I also started an unidentified blue that I believe is leftover from the ‘All Blue’ planting several years ago in the front garden. There’s a bag of ‘Red Thumb’ fingerlings because they were sprouting so nicely I couldn’t leave them out. And a ‘Desiree’ seed potato in the large green container in the back.
The first group of patio container potatoes were started October 30th, so they have been out there nine weeks already. The potatoes in the green grow bag that are already leafing out nicely are ‘Amey Russet’ potatoes grown from potatoes I saved in 2011. This variety originally came from Tom Wagner at New World Seeds and Tubers. The leggy variety in the purple-ish container may be ‘Caribe’, though I won’t be really sure until we harvest them. The label must have slipped down into the container when I was adding soil mix. The black gallon container is growing an earlier planting of the mystery blues. I used the restrictive container because I am hoping to get lots of small potatoes for planting in the spring.
This is my third year growing potatoes through the winter. I chose a sheltered location this winter because last year the harvest was very small and there was considerable frost damage. But in 2010 we had a wonderful harvest in March from winter-grown potatoes.

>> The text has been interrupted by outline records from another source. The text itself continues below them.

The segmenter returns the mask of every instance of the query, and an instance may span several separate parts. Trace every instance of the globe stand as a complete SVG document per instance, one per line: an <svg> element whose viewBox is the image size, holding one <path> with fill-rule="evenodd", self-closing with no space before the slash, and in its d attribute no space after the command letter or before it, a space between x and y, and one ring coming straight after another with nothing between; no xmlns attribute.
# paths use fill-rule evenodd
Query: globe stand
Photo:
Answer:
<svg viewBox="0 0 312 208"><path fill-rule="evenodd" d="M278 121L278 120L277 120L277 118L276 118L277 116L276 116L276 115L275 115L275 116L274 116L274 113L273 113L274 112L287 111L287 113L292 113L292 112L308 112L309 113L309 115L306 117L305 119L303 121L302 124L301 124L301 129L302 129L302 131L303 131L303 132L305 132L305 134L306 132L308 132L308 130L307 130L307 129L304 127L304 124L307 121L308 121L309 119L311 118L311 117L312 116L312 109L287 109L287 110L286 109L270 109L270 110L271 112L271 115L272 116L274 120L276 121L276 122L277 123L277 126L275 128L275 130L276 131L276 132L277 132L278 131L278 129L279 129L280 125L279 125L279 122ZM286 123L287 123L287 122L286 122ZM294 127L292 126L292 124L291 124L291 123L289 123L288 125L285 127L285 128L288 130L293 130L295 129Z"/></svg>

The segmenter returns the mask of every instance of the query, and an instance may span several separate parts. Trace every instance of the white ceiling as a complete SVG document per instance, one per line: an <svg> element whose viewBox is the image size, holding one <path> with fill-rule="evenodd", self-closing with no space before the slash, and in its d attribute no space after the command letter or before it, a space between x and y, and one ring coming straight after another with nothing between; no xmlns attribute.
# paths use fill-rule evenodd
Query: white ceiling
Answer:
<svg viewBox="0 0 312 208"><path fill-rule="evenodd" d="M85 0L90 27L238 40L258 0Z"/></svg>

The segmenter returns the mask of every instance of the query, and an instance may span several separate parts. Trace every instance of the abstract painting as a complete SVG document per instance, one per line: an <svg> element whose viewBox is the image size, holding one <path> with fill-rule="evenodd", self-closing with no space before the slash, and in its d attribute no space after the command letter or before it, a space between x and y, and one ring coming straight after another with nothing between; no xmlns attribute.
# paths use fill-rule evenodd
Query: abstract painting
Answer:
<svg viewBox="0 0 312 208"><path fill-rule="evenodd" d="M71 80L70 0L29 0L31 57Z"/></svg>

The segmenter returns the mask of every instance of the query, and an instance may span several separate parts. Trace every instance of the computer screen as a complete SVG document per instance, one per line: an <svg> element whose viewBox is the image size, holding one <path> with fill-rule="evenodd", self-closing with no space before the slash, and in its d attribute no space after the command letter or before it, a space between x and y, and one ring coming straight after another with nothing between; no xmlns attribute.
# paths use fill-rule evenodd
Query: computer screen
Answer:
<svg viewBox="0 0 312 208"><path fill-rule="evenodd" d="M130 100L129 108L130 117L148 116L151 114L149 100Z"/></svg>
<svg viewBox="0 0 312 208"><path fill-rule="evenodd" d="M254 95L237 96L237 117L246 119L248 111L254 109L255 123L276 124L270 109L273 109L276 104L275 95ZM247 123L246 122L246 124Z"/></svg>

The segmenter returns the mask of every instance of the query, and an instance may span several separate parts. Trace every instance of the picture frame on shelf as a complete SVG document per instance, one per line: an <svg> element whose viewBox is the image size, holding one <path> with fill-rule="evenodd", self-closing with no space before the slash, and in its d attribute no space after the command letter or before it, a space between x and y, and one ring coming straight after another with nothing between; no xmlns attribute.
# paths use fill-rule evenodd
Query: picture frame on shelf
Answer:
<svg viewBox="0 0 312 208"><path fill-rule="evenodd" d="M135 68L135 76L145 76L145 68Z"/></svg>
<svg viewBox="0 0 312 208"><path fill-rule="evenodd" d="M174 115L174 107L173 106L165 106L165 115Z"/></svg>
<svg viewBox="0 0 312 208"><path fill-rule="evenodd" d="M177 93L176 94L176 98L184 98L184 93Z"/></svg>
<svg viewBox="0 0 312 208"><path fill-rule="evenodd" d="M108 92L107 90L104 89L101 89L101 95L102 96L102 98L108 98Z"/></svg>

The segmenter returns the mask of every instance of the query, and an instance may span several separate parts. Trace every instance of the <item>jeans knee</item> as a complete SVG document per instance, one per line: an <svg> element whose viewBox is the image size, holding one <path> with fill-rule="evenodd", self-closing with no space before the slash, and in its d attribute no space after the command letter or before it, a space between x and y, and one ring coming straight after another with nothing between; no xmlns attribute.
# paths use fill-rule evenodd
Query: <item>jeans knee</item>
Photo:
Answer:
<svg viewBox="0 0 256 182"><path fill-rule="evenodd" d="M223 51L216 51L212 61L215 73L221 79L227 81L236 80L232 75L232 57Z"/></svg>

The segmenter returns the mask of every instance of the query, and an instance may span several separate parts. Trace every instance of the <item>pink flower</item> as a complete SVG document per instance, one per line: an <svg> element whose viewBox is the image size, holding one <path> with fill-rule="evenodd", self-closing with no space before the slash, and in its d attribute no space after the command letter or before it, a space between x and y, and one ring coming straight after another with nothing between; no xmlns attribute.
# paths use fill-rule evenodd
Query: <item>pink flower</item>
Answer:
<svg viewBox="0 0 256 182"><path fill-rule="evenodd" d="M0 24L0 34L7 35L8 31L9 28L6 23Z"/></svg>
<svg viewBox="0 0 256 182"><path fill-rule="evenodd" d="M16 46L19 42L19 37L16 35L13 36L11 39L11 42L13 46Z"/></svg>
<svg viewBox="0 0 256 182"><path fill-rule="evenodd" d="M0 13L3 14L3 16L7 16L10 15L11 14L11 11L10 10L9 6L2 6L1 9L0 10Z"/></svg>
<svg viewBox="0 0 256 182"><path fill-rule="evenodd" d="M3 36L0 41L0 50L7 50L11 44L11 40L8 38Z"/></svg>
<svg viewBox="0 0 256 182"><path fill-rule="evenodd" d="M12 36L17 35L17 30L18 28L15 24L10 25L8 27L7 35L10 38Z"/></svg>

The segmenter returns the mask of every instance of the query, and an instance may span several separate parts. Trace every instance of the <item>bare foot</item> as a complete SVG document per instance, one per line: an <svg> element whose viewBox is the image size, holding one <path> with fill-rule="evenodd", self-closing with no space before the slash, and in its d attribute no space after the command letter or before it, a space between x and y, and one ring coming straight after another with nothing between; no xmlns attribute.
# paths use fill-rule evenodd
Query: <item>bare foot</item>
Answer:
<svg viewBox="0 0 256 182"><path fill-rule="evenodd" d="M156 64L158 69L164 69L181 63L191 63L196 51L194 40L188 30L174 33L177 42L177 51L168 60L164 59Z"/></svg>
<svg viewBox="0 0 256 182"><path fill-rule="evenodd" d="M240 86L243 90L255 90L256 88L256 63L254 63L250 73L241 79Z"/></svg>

Have you ever grown potatoes through the winter? Please share how you did it and which varieties worked well for you in the comments.
Hi Patricia,
The potatoes in the grow bags on the patio are doing much better here than the ones I planted a few weeks later in a raised bed. The tops of the raised bed plants were killed in a frost, but the grow bag plants were unharmed. Maybe the patio tiles kept them warmer?
Can’t wait until I can report on yields! When will you get to plant your potatoes? Have you decided which varieties to grow this year?
Hi:
I’ve never grown potatoes during the winter but this last summer I did try the bags. I had three different varieties of potatoes – yukon golds, a new red potatoe Cecilia (?) and one that I don’t remember the name of. They were going great, however, I think at some point I got the watering wrong and the tops wilted well before the potatoes grew. I did get some good sized ones but I think the result could have been better. I loved using the growing bags. You can put them anywhere and the potatoes didn’t take up half the garden. I’m more than ready to give it a try in the 2012 summer. I’d be very interested in finding out how you made out. Please let me know.